Using python groupby or defaultdict effectively?


I have a csv with name, role, years of experience. I want to create a list of tuples that aggregates (name, role1, total_exp_inthisRole) for all the employess. so far i am able to use defaultdict to do the below

 import csv, urllib2
from collections import defaultdict 

response = urllib2.urlopen(url)
cr = csv.reader(response)
parsed = ((row[0],row[1],int(row[2])) for row in cr)    
employees =[]
for item in parsed:
    employees.append(tuple(item))
employeeExp = defaultdict(int)
for x,y,z in employees: # variable unpacking
    employeeExp[x] += z    
employeeExp.items()

output: [('Ken', 15), ('Buckky', 5), ('Tina', 10)]
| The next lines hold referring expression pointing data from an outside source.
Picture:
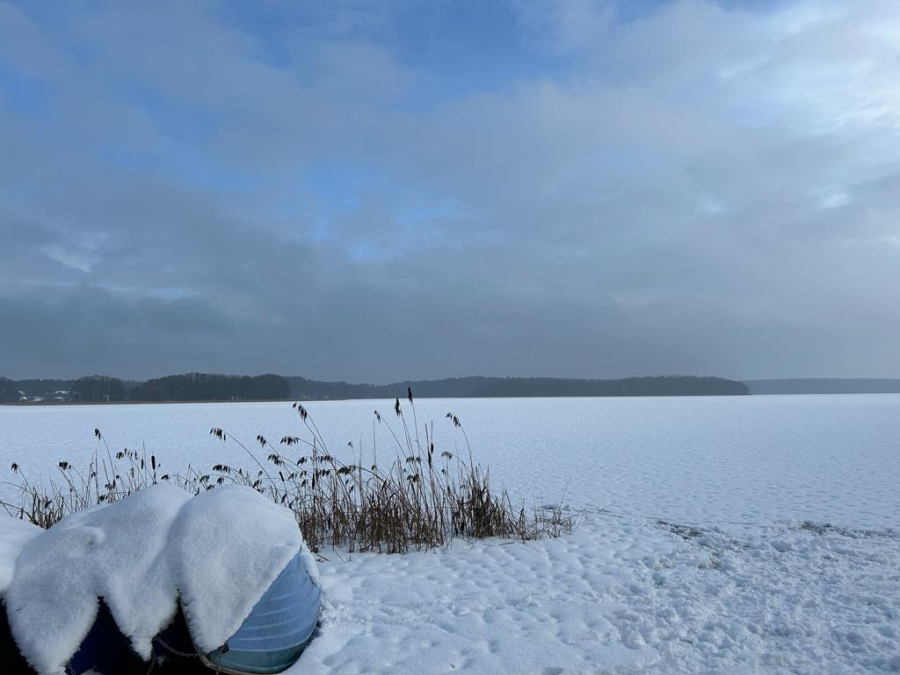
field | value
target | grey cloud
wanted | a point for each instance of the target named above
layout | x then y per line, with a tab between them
693	194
but how do i use the second column also to achieve the result i want. Shall i try to solve by groupby multiple keys or simpler way is possible? Thanks all in advance.


Solution

  • You can simply pass a tuple of name and role to your defaultdict, instead of only one item:

    for x,y,z in employees:
        employeeExp[(x, y)] += z 
    

    For your second expected output ([('Ken', ('engineer', 5),('sr. engineer', 6)), ...])

    You need to aggregate the result of aforementioned snippet one more time, but this time you need to use a defaultdict with a list:

    d = defaultdict(list)
    
    for (name, rol), total_exp_inthisRole in employeeExp.items():
        d[name].append(rol, total_exp_inthisRole)